Larry Cohen multiplie les situations ambigües plaçant l’avocate en porte à faux par le seul jeu manipulateur de Greenhill, et Don Johnson est diablement inquiétant avec cet éclat de folie dans le regard sous le brushing et les costumes impeccables. Sidney Lumet traduit ce rapport de force par une mise en scène subtile où Rebecca De Mornay semble de plus en plus écrasée par l’aura maléfique de Don Johnson. Le jeu de séduction initial la place immédiatement en situation de faiblesse alors qu’elle pense dominer. Le premier coup de folie de Don Johnson montre la silhouette de l’acteur en amorce au premier plan, surplombant Rebecca De Mornay pour la première interloquée par l’étrangeté de son client.

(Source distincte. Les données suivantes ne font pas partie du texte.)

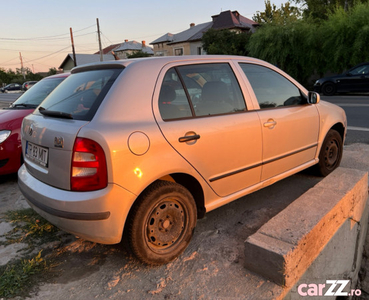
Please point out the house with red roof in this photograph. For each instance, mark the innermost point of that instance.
(188, 42)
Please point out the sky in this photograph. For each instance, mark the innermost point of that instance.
(38, 31)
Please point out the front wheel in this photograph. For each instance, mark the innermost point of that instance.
(330, 154)
(162, 223)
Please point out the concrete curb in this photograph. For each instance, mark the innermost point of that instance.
(284, 248)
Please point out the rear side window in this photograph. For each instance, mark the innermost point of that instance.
(271, 88)
(200, 90)
(81, 94)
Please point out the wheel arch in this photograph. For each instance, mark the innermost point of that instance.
(190, 183)
(340, 129)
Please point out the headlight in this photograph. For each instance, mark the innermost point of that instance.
(4, 134)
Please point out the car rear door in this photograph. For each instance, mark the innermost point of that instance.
(290, 126)
(202, 114)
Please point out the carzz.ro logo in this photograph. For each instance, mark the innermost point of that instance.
(330, 288)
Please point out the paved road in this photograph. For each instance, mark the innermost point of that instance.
(357, 111)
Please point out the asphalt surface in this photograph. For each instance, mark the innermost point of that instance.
(214, 261)
(357, 111)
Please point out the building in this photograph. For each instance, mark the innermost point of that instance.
(123, 50)
(188, 42)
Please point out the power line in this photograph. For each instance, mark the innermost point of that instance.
(51, 37)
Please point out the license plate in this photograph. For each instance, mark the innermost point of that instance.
(37, 153)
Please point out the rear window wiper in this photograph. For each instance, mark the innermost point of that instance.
(53, 113)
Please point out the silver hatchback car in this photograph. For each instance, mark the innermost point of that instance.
(147, 146)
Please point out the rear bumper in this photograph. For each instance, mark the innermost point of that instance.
(97, 216)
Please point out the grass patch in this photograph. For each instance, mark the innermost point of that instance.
(30, 228)
(16, 278)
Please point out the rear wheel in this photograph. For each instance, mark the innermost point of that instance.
(162, 223)
(329, 89)
(330, 154)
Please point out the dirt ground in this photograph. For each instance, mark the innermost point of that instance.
(212, 267)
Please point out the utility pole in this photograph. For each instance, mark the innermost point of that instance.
(98, 34)
(74, 52)
(22, 69)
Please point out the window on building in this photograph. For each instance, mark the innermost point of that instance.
(178, 51)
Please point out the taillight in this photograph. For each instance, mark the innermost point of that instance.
(89, 170)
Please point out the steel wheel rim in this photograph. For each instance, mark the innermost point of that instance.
(166, 224)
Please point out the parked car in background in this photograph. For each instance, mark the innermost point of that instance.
(11, 120)
(28, 84)
(354, 80)
(12, 88)
(147, 146)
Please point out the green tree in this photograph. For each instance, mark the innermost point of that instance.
(226, 42)
(288, 47)
(281, 16)
(319, 10)
(345, 37)
(52, 71)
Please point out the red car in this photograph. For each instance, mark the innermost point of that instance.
(11, 120)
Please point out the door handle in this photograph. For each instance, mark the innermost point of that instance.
(188, 138)
(270, 123)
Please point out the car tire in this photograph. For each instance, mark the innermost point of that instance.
(329, 89)
(330, 154)
(162, 223)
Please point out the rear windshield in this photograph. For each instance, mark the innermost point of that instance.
(33, 97)
(81, 94)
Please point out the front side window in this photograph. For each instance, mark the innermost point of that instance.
(362, 70)
(200, 90)
(271, 88)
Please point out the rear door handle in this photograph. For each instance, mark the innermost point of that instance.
(270, 123)
(188, 138)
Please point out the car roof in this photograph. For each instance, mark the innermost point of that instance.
(162, 59)
(61, 75)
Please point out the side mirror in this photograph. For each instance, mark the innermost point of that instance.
(313, 98)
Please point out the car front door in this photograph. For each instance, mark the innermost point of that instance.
(202, 114)
(290, 125)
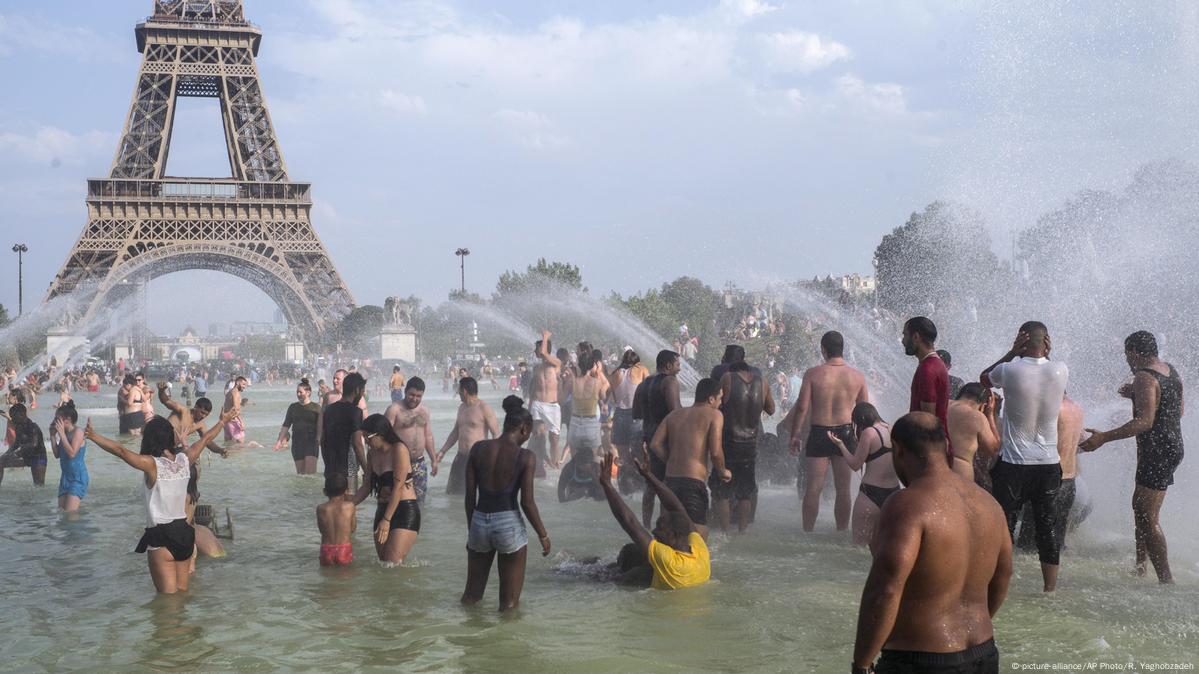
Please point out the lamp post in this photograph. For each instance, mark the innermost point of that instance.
(20, 250)
(462, 254)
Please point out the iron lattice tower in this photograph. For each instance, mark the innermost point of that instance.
(143, 224)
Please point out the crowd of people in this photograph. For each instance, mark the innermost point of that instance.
(941, 495)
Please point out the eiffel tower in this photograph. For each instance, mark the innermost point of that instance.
(255, 226)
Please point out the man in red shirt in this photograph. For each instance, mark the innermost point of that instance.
(931, 384)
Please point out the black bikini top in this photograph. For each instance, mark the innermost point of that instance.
(879, 452)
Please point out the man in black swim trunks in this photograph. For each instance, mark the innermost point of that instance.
(686, 440)
(826, 402)
(1156, 393)
(655, 398)
(745, 397)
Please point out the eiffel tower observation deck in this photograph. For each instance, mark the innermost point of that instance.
(255, 224)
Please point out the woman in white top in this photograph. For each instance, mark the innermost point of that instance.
(169, 539)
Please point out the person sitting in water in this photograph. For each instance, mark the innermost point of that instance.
(675, 551)
(70, 447)
(168, 537)
(398, 513)
(499, 483)
(336, 519)
(26, 447)
(873, 451)
(943, 563)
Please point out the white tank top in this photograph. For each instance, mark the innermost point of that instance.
(625, 390)
(167, 500)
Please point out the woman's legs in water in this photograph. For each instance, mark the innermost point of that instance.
(512, 577)
(1146, 509)
(479, 567)
(866, 518)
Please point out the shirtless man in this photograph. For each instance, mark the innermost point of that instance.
(547, 415)
(476, 421)
(652, 401)
(826, 402)
(397, 385)
(971, 420)
(411, 422)
(187, 421)
(687, 440)
(943, 561)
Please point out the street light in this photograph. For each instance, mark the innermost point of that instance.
(20, 250)
(462, 253)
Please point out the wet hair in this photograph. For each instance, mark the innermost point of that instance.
(516, 415)
(378, 425)
(157, 437)
(67, 411)
(666, 359)
(974, 391)
(469, 385)
(630, 359)
(920, 433)
(1142, 343)
(865, 415)
(833, 344)
(1037, 334)
(336, 485)
(706, 389)
(355, 381)
(922, 326)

Plus tard le réalisateur rallongera et rétrécira à sa guise des environnements vastes comme la salle de réunion du cabinet d’avocat où se rencontre les deux personnages. La distance puis le rapprochement, le jeu sur la profondeur de champs et la bascule sur les plans américains se font au gré du dialogue où Don Johnson déstabilise Rebecca De Mornay, faisant d’elle sa proie en finissant la scène tout proche d’elle dans une fausse posture d’amant et une vraie attitude de fauve.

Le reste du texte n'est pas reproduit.